For the first exploration of objects and layers in PhotoImpact 4, we are going to make the border tile for this page. If you are working with objects and layers, it is essential to have the Easy Palette open, so if yours is not open, click on the palette tool on the top bar. (right).
I used the Artist Texture tool to make the texture on the left. It is very pretty, but as you can see from the picture on the right, it does not tile. You can see the joins. So I am going to use PI's objects to make it tile.
You can work with this texture to follow the tutorial if you right click on it, and use Save Image As. It is a 100x100 pixel tile, and we are going to create four copies of it, manipulate them, and put them together to make another texture which will tile. But first we need to get the texture as an object on a larger canvas. Open a new image. I used the standard 640x480 size.
On the top of the Easy Palette is a row of buttons. Click on the third from the left, and the words Layer Manager - Easy Palette will appear at the top. Now click on your tile to make it the current image. The top of its frame will turn blue.
Click once on the copy button (left of the pair shown on the left) and then on its neighbour, the paste button. A black selection marquee will appear around your texture, and a copy of it will appear in the Layer Manager, because when you copy something and then paste it into an image, it is pasted back as an object. In fact, this object copy is sitting on top of your original tile, and we can peel it off. Click on it, hold the mouse button down, drag it into the new image you just created, and let go the mouse button. There will still be a copy of the texture in the Layer Manager, but now your new image is the current one and the object copy is in that. If you make your original texture the current image again, it no longer has an object in the Layer Manager. But for now, keep the new image as the current one.
Go to the Layer Manager and click on the Options Button (with the stripes and the red tick on it). From the menu which drops down, click three times on Duplicate. Three more copies of the texture will appear in the Layer Manager, (right) and in your image, four copies will be stacked up like playing cards.

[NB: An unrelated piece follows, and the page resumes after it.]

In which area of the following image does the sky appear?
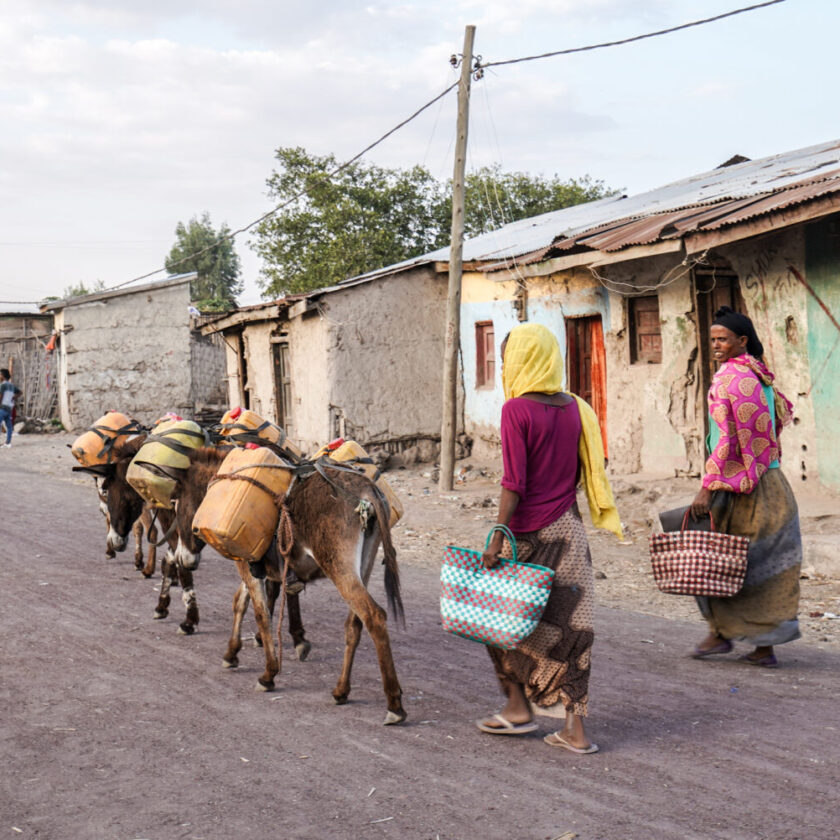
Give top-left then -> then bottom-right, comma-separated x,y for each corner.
0,0 -> 840,305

My Layer Manager probably looks much smaller than yours. I resize it by pulling its edges inwards, so it is just big enough for the images I have in it, and leaves as much space as possible on the working area.

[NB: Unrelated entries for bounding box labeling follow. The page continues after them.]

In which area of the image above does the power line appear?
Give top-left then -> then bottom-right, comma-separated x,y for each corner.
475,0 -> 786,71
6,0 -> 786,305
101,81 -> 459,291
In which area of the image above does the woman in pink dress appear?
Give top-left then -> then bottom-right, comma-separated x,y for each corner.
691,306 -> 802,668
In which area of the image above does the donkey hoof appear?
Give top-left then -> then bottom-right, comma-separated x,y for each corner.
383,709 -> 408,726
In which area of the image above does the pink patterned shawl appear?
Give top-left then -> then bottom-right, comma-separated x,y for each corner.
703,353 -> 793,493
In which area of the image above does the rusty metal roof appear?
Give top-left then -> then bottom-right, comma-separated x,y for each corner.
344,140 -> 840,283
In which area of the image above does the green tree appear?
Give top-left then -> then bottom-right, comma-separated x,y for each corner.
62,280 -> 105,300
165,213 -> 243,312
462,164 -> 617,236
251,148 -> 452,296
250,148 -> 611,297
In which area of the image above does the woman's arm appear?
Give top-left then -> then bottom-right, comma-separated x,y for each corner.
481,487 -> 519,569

Spread the four tiles out in your image. As you click and drag on one you will see it becomes the highlighted one in the Layer Manager. Arrange them roughly in a square, but not touching. Click on the top right one to make it current, and then click on the distort tool in the left toolbar. (left). A row of new buttons will appear on the top bar. Click on Rotate and Flip, and then select Flip Horizontally. Your selected tile will flip, and you can now slide it up to the top left tile and it will be a perfect match.
Repeat this with the bottom left tile, and slide it up to touch the top left one. You will see that the two you have reversed have also reversed in the Layer Manager. The final tile (right) does not need to be flipped, so just slide it into place. Zoom in to make sure that your tiles are perfectly in the right place and aligned.
Now hold down the shift key, and in the Layer Manager click on each of the thumbnails in turn so that all are selected. Your image will then look like the one on the left. If you move one of them now they will all move together. To make this permanent, click on the Layer Manager Options Button again, and from the drop down menu select Combine as a Single Object. One selection marquee will surround your block of four tiles which have now been merged into one. And in the Layer Manager, you have now only one object.
All that remains is to make this tile smaller, so use Format/Dimensions with the settings shown below, to reduce it to a 100x100 texture tile.
So now we have our new texture, and as you can see, this one tiles properly. I made a second copy of it, and used it to make an embossed background tile for this page. To make a second copy, make a duplicate object using the Layer Manager as we did before. Then click on one of the copies and drag it onto the workspace outside any of your image windows. It will appear in a new window of its own.
I used Effect/Special/Emboss, and then Format/Brightness and Contrast. In the Brightness and Contrast window I clicked alternately on the top left and centre right thumbnails until I had the white embossed tile you see on this page, which I used to fill the background graphic.
To get the scalloped edge to the border, I used the paintbrush set at 1 pixel, Trans. and Soft Edge at 0, and, with the foreground colour set at white, carefully painted out the small dark green triangular area on the right of the tile. I then selected this triangle (now white) with the Magic Wand selection tool, inverted the selection, and copy/pasted this modified tile into the background graphic as the edge tile, and gave it a shadow.